Feeling a little bamboozled by former Attorney General Jeff Sessions, congressional Republicans say they have higher hopes for successor William P. Barr and his commitment to trying to get to the bottom of how the Russia investigation began.

A year after Mr. Sessions revealed he had tapped U.S. Attorney John Huber to get to the bottom of things but with no public accomplishments since, Mr. Barr last month said it was time for a change.

He sent Mr. Huber to the showers and brought in his own man, U.S. Attorney John Durham.

The Republicans who’ve been demanding answers to the FBI’s behavior toward President Trump said the change was overdue, but were left shaking their heads over how Mr. Sessions handled things.

“I think everyone has moved on to the Bill Barr-John Durham investigation,” Rep. Jim Jordan, Ohio Republican, told The Washington Times. “The bottom line now is Bill Barr is doing a good job. Bill Barr has pledged to the get to the bottom of this.”

He and fellow Republicans say they see fishy behavior in how the FBI treated Mr. Trump both while he was a candidate, when the FBI won a secret surveillance warrant on one campaign adviser and deployed informants to try to get close to another, and again after the election, when the FBI under then-Director James B. Comey took a combative approach to the president.

An inspector general has been reviewing the FBI’s surveillance warrant, which was largely based on a now widely discredited dossier compiled by British ex-spy Christopher Steele. But Republicans had demanded more, saying a special counsel was needed to look at broader decisions about Mr. Trump, and also about decisions not to investigate more forcefully foreign donations made to the Clinton Foundation.

Answering their complaints last year, Mr. Sessions revealed he’d secretly tapped Mr. Huber, a federal prosecutor in Utah, to do a probe. Mr. Sessions said Mr. Huber could reach witnesses the inspector general couldn’t and would have the same grand jury powers as a special counsel.

Yet key witnesses said they have never spoken to Mr. Huber, and he has rebuffed lawmakers’ calls for updates on his progress.

“I look at Huber as not accomplishing any of the investigative matters that was set before him and certainly there is no briefing that came before Congress that would suggest Mr. Huber acted on what many members of Congress believed he was tasked with doing,” said Rep. Mark Meadows, North Carolina Republican.

Frustration turned to surprise last week, when Mr. Barr revealed that the man they hoped would resolve questions of anti-Trump bias at the Justice Department was sidelined the whole time.

In an interview with CBS News, the attorney general said Mr.
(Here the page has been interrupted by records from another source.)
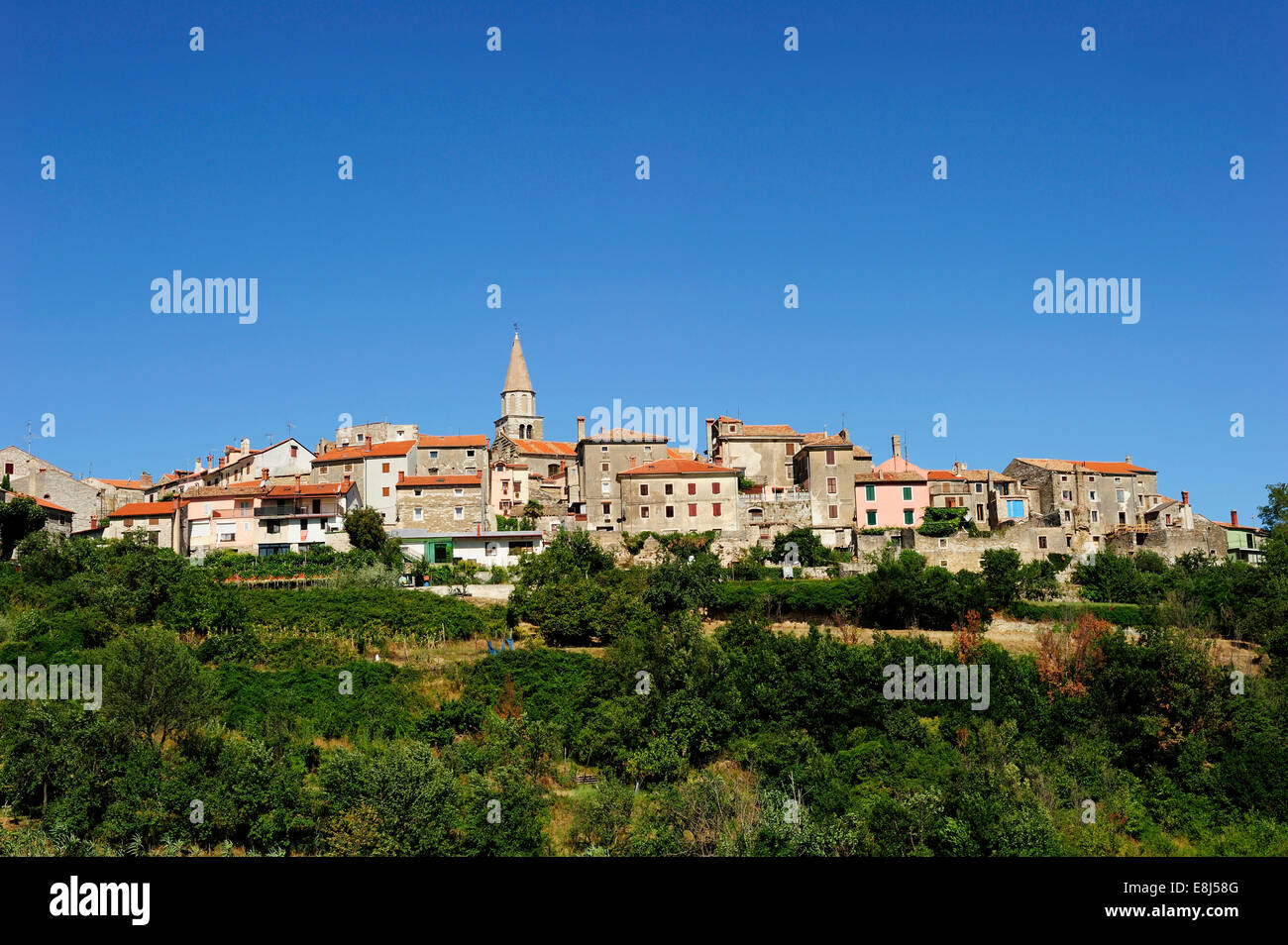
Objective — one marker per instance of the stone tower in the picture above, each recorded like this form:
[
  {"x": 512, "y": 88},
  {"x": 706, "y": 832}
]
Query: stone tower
[{"x": 519, "y": 417}]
Huber had made progress in probing decisions surrounding Hillary Clinton, but “was essentially on standby” while Justice Department Inspector General Michael E. Horowitz did his work on the FBI’s surveillance warrant against Carter Page, the Trump campaign adviser.

“So he has not been active on this front in recent months, and so Durham is taking over the role,” Mr. Barr told CBS News.
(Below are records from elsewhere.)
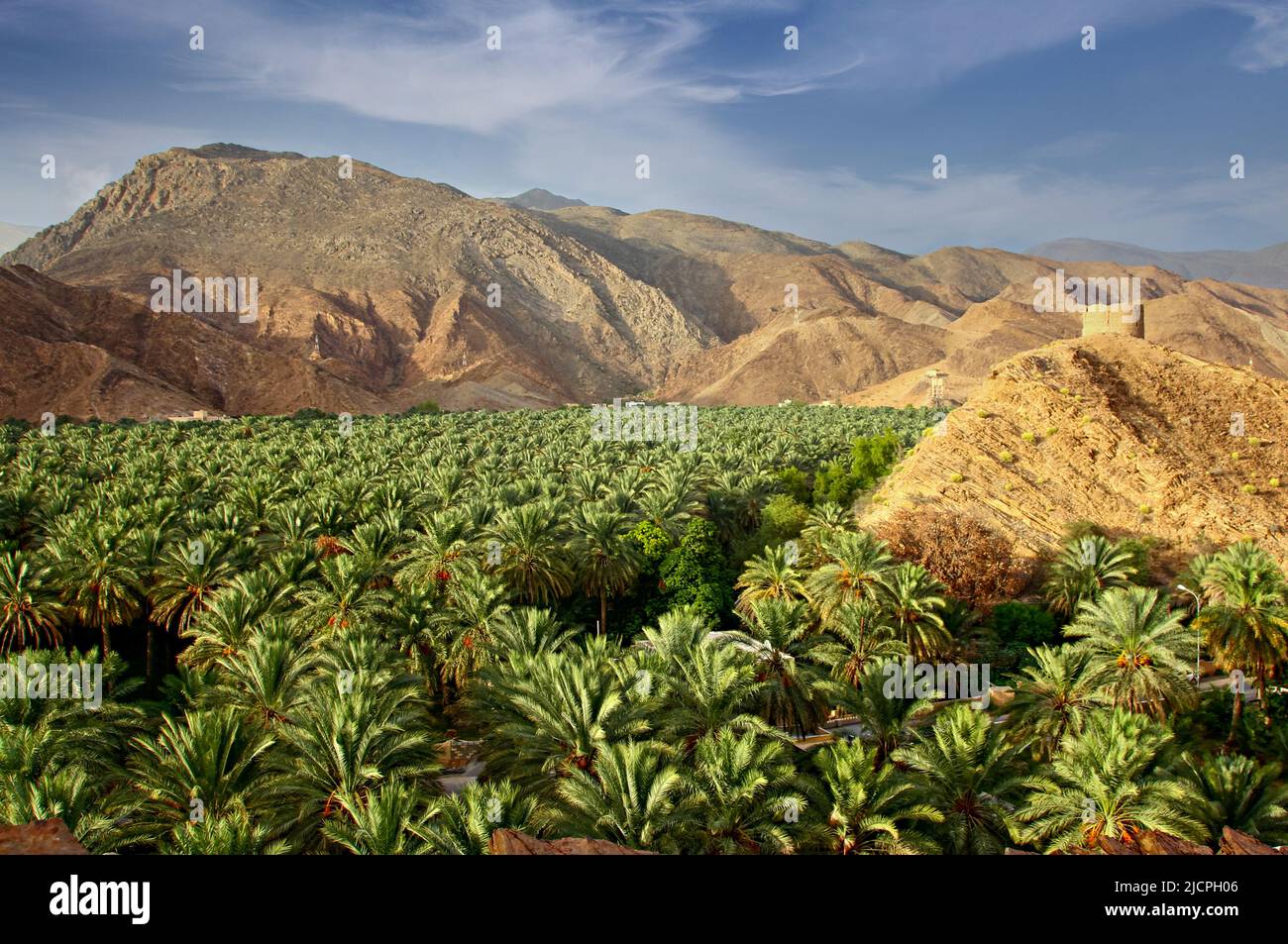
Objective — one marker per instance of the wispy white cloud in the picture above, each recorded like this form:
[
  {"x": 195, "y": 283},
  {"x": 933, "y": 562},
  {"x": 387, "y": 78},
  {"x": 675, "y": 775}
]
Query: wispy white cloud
[{"x": 1266, "y": 46}]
Republicans say that doesn’t jive with what Mr. Sessions had promised.

“Obviously, Attorney General Barr enjoys my 100% support and confidence and yet his interpretation of Mr. Huber’s assignment is contradicted by what was communicated to me by former Attorney General Sessions,” Mr. Meadows said.

Mr. Jordan agreed.

“News to me,” he said of Mr. Huber’s standby role. “That certainly wasn’t how it was portrayed when former Attorney General Sessions tapped him to do some investigating, but he obviously hasn’t.”

Neither the Justice Department nor a spokeswoman for Mr. Sessions returned requests for comment.
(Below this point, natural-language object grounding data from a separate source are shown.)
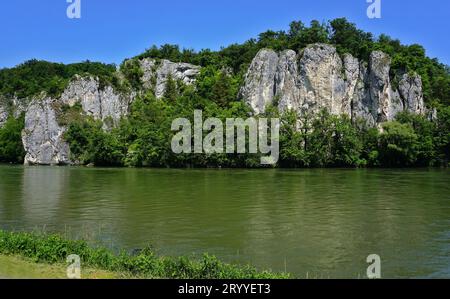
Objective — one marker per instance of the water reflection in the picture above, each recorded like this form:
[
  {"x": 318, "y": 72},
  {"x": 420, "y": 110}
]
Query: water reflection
[{"x": 324, "y": 222}]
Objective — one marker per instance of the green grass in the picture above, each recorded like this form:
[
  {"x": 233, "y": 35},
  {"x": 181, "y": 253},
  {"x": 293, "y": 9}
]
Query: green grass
[
  {"x": 53, "y": 250},
  {"x": 17, "y": 267}
]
Howard Krongard, a State Department inspector general under President George W. Bush, said it is “a little unusual” for a government watchdog such as Mr. Horowitz to have a U.S. attorney put on standby. He said he typically referred cases to the appropriate district, usually the Eastern District of Virginia, for prosecution.

“I didn’t need a standby,” he said. “I’m not sure what Michael would have [been working on], but I’m not sure he would need a standby.”

The congressmen said they aren’t sure why there is a discrepancy in the way the two attorneys general described Mr. Huber’s role, but they are ready to move on.

“I think Huber didn’t investigate anything that he was tasked with investigating, and I am going to count on the new sheriff in town,” Mr. Meadows told The Times.